Yo soy aquella que nació "bajo un pabellón de verde follaje y de rosas
hermosísimas", en una de las ciudades más florecientes de la tierra, "donde las
artes desplegaban sus creaciones maravillosas, donde el comercio enriquecía a
fecundas comarcas, bajo un cielo de luz y de colores, donde todo hablaba a los
sentidos, donde al alma sentía la influencia del arte y del amor", allí di mis primeros
pasos en la senda del crimen, en la senda de la más horrible traición. ¡Parece
mentira que mi espíritu no sintiera aquella influencia divina de tantos y tantos genios
como florecían en torno mío!, donde una generación de espíritus adelantadísimos le
daban vida a las piedras rivalizaban con sus cantos con las aves cuyas melodías
contaban historias de amor, hombres eminentes anunciaban una época de
redención, y hablaban en las academias, en las plazas públicas, en todas partes
donde las multitudes detenían sus pasos. Se vivía la vida del arte, del estudio, del
invento, todo lo que me rodeaba era grande, sublime, ¡maravilloso!... vivía en la luz...
en la plena luz que difundían los artistas, los poetas, los sabios, los hombres
admirables, cuyas obras habían de servir de base a otras civilizaciones. Yo asistí al
despertar de un pueblo, que despertó para el bien, para el adelanto, para la más
grandiosa de las civilizaciones que registran los fastos de la historia, pero mi alma
se despertó en sentido contrario. ¿Por qué? no puedo explicármelo, y esta
impotencia de mi razón, a veces me desespera, deseo hablar mucho, mucho,
quisiera encontrar muchos médiums a quienes comunicar mis pesares, ¡son
tantos!... ¡me reconozco tan culpable! yo tuve a mi alcance la felicidad, sí la dicha
suprema, porque fui amada por el más noble, por el más grande, por el sabio más
eminente que ha encarnado en la tierra. Como he dicho antes, nací en una de las
ciudades más hermosas de ese mundo, rodeada de espíritus adelantadísimos, y
aunque con ninguno me unían los lazos de la carne, llegaba hasta mi el efluvio de
sus ideas, eran astros cuyo valor vivificante reanimaba al pueblo en masa, y a esa
masa pertenecía yo; mis padres, honrados hijos del trabajo, me vieron crecer
admirando como todos mi espléndida hermosura, me llamaban Iris, y mi madre
decía que yo era el iris de la mañana.
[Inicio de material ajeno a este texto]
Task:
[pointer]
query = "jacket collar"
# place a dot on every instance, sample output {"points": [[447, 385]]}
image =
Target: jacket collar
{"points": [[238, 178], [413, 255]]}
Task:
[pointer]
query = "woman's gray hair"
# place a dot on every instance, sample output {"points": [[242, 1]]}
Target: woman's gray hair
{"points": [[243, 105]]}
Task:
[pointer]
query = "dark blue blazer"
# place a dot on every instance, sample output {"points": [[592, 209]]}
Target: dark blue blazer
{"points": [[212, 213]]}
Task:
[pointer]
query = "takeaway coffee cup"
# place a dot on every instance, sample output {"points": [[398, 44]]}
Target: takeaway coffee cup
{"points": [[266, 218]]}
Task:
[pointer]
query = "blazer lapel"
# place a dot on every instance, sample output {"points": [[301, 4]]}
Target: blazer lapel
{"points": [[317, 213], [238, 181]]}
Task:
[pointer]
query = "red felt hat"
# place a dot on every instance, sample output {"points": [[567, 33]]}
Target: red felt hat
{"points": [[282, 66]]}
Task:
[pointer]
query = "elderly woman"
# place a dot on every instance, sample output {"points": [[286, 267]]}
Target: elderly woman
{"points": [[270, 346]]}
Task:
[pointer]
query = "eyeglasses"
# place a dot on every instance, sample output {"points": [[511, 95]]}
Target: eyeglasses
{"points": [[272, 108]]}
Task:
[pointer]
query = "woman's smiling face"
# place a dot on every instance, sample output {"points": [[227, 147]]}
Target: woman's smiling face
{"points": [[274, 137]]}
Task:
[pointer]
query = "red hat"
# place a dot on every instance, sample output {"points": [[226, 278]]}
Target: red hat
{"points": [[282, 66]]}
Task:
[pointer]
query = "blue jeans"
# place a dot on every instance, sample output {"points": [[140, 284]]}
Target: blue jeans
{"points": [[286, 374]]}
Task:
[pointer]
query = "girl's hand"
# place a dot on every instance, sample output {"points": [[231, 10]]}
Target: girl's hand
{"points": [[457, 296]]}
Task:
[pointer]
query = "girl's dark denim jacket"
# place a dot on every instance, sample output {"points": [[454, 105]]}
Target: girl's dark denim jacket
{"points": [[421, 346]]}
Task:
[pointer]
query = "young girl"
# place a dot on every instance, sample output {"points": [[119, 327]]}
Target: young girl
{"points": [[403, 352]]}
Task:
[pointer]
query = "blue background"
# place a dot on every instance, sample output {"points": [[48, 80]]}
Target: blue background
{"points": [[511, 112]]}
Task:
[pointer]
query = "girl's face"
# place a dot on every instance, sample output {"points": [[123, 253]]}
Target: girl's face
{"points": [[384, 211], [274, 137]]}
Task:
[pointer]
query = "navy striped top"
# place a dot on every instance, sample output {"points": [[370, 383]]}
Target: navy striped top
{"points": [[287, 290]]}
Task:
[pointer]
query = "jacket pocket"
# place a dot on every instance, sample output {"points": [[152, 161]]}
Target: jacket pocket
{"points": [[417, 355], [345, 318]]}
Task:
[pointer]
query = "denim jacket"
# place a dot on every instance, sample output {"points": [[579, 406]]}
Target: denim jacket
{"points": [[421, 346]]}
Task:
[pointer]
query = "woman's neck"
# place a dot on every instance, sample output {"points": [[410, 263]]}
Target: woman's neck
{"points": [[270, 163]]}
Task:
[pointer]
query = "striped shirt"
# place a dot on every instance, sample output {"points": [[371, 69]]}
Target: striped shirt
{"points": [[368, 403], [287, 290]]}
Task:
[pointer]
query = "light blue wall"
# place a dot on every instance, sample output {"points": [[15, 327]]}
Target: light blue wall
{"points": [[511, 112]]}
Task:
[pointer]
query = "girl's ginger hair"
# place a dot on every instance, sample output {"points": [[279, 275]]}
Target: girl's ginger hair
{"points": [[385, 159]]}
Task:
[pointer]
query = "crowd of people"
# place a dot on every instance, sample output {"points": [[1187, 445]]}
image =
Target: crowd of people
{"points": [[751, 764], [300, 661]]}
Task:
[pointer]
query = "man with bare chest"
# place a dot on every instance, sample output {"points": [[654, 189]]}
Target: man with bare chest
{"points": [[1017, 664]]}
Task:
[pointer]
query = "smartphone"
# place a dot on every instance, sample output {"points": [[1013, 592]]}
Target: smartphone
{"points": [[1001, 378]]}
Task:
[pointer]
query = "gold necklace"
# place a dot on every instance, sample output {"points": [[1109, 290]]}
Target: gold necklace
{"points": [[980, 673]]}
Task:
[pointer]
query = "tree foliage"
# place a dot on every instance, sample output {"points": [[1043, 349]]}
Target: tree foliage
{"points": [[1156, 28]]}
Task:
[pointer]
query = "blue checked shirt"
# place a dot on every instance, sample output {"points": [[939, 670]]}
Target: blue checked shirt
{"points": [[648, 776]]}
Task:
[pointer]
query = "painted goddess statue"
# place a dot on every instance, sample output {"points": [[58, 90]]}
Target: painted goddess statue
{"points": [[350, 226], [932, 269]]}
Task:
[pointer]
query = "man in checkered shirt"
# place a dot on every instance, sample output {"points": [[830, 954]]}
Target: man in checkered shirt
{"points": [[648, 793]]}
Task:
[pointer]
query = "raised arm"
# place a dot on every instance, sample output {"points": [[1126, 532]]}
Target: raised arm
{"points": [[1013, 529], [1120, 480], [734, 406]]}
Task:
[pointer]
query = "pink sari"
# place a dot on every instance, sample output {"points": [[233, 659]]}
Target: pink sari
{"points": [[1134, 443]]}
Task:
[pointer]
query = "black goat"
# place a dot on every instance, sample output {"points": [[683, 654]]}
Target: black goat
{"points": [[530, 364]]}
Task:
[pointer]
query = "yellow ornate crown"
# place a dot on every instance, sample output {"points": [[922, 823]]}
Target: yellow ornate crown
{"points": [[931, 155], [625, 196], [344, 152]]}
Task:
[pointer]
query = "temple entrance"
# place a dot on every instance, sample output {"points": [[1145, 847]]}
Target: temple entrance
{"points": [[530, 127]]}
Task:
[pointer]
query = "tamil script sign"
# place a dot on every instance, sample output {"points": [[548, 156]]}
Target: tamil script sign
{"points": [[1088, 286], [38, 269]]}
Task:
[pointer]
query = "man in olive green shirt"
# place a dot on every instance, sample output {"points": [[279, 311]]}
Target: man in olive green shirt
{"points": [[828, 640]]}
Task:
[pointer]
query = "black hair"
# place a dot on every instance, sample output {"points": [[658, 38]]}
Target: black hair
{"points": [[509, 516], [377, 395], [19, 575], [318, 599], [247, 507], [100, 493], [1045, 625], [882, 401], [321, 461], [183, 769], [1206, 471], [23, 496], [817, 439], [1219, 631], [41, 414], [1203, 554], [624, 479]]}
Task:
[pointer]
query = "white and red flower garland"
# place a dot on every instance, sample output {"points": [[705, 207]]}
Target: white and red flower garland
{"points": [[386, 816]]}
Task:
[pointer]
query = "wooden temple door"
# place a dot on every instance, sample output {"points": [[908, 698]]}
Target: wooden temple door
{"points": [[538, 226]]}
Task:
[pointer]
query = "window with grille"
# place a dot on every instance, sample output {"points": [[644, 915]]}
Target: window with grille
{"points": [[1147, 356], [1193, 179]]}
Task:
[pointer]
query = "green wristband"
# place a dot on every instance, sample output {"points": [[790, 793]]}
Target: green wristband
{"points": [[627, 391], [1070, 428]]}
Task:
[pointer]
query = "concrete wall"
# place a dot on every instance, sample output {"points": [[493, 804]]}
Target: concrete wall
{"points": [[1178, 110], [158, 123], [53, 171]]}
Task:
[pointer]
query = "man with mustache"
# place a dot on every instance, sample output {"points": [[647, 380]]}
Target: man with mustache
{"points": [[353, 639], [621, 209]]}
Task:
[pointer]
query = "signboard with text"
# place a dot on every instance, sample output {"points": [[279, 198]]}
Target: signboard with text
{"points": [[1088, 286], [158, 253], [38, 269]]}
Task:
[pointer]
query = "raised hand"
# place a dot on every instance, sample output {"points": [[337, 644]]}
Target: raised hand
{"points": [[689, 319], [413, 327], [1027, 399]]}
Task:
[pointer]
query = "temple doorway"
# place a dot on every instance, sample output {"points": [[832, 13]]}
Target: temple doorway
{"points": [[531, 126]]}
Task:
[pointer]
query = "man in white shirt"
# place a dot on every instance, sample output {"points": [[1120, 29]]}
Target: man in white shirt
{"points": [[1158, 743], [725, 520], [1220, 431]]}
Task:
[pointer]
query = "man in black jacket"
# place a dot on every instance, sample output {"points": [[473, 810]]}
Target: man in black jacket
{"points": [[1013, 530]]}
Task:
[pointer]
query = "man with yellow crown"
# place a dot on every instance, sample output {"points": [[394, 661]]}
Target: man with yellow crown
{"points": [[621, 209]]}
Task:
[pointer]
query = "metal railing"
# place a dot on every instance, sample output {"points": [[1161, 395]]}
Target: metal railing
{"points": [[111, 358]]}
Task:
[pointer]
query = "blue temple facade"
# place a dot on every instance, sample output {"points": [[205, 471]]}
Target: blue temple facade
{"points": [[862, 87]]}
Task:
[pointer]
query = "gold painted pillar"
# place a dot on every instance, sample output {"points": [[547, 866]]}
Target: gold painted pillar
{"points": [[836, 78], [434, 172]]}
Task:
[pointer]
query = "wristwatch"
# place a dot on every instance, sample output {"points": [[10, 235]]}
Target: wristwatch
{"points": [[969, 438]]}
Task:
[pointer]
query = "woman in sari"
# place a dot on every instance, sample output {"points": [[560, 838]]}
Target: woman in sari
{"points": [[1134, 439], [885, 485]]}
Muchos artistas le habían pedido a mi padre
que me dejasen servir de modelo para crear sus diosas y trasladarlas al lienzo y al
mármol, pero mi padre nunca quiso acceder a sus artísticas pretensiones. ¿Por qué
se negó a dejarme en los brazos de la luz, y accedió complacido a entregarme al
gran sacerdote de la religión que, en aquel pueblo de artistas, quería imponer su
voluntad? ¡No lo sé!, pero es lo cierto, que al cumplir yo quince inviernos, se
celebraron grandes fiestas en mi ciudad natal, para celebrar la victoria que habían
obtenido los bravos combatientes que, meses antes, habían ido a conquistar un
pedazo de tierra habitado por héroes; entre los artísticos festejos, se organizó una
procesión de las cuatro estaciones; el otoño, el invierno, la primavera y el verano,
las simbolizaban tres gallardos mancebos, vestidos con la mayor propiedad y la
primavera la represente yo; el gran sacerdote le pidió a mi padre su cooperación, y
el autor de mis días, gozoso y satisfecho, me llevó al templo, donde las sacerdotisas
me abrazaron diciendo: -¡Que hermosa eres...!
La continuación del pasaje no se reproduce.